The vendors who build the servers say that 100% CPU
utilization is optimal, and they wrote both the OS
and the underlying hardware.
http://www.dba-oracle.com/t_high_cpu.htm
Now I ask you, since you hide all evidence of having
any real-world job experience in this area, not to
mention your unsavory history of introducing bias
into your phony "proofs" to falsely discredit real
experts.
Why should anyone believe you?Don,
Of course you were bound to respond with ad hominem attacks, innuendo, and appeals to invisible authority figures.
You presented what you thought were supporting technical documents in the thread that I've already linked to. But as I pointed out there, both the documents you quoted actually explained why your '100% is optimal" is wrong.
Here are a couple of thoughts for you, however:
First: check the following simple example of how wrong you can be in saying {"using" all of your CPU is a good thing} especially in a multi-user, shared memory environment such as an active Oracle instance.
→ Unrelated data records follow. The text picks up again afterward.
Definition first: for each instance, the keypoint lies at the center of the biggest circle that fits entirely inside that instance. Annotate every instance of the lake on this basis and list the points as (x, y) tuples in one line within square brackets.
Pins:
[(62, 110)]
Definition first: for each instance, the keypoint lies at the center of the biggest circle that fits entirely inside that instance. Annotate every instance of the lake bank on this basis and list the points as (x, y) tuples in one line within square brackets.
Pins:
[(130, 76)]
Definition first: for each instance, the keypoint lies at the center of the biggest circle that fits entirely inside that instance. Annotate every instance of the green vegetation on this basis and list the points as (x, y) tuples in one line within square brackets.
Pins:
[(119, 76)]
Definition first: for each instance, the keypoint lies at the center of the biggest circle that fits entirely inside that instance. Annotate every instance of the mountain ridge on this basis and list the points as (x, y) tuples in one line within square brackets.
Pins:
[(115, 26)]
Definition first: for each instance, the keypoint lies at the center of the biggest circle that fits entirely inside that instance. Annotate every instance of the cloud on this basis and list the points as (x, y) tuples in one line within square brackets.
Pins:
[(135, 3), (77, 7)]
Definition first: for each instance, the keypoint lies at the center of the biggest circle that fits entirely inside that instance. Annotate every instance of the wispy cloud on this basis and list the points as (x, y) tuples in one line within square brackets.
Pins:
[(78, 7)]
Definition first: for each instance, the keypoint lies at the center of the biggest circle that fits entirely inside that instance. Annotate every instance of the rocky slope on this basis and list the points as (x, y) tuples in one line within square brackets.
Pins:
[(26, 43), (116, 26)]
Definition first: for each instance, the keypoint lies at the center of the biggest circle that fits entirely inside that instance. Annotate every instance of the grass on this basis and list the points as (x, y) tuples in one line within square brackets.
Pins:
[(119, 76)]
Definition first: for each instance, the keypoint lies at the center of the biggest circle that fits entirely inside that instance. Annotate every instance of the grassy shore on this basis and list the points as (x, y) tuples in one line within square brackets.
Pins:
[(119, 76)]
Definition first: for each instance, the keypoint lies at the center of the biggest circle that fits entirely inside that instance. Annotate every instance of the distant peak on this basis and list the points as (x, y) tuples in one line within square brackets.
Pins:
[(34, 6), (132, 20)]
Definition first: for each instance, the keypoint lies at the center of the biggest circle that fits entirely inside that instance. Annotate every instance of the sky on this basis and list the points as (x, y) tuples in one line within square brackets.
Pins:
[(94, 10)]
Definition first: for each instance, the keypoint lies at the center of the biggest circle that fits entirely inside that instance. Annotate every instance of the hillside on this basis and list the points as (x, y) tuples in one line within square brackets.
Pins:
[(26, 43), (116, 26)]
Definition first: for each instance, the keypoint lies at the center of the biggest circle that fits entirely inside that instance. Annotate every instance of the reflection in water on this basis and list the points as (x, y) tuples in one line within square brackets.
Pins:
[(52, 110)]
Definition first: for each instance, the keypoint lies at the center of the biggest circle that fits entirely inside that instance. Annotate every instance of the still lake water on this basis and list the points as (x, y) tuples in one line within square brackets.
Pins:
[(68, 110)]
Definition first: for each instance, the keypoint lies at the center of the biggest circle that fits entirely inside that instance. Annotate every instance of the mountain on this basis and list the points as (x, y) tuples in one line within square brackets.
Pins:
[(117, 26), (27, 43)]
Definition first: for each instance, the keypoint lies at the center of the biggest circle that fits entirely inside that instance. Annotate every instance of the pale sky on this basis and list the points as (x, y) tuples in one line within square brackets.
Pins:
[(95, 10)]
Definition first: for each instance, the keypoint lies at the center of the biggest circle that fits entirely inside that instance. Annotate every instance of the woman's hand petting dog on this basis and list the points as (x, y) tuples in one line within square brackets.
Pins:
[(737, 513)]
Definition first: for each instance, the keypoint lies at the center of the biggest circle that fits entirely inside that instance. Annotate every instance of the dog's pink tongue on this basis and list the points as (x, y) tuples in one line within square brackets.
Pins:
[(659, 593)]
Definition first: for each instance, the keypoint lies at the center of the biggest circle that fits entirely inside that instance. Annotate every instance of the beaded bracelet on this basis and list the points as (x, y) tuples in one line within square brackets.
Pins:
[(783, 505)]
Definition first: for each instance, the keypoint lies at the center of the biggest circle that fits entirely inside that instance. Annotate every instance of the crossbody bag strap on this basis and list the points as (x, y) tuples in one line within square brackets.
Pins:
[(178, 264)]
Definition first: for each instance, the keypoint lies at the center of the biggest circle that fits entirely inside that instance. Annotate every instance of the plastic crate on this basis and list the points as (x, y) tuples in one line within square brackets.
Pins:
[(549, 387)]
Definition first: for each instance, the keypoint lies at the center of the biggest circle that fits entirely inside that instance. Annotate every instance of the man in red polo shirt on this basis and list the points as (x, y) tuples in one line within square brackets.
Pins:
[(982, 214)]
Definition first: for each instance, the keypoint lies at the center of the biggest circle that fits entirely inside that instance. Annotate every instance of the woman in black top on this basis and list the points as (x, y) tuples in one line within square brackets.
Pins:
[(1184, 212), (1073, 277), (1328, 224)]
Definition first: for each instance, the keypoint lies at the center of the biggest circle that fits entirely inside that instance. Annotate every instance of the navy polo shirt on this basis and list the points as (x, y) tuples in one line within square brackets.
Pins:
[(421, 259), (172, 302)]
You see, Don, although "using" all of your CPU may be desirable if you don't waste any of it, in a multi-user system you can waste a lot of CPU very easily - even when nobody goes off the run queue.
Secondly: you love quoting Metalink and dredging up any Oracle documents, no matter how old, that might offer the slightest hint that you are right about one of your assertions; you love quoting Oracle marketing material as "proof" that one of your ideas must be good because Oracle mentions some planned feature that you can claim mimics your idea.
So why is it so hard to notice that Oracle's latest aid to performance automation, the ADDM report, makes comments like the following:
FINDING 1: 100% impact (1585 seconds)
-------------------------------------
Host CPU was a bottleneck and the instance was consuming 52% of the host CPU.
All wait times will be inflated by wait for CPU.
ADDITIONAL INFORMATION: Host CPU consumption was 88%.
CPU runqueue statistics are not available from the host's OS.
This disables ADDM's ability to estimate the impact of this finding.The CPU is running at only 88%, and ADDM warns you about it being a possible threat !
So much for 100% being normal or desirable or optimal.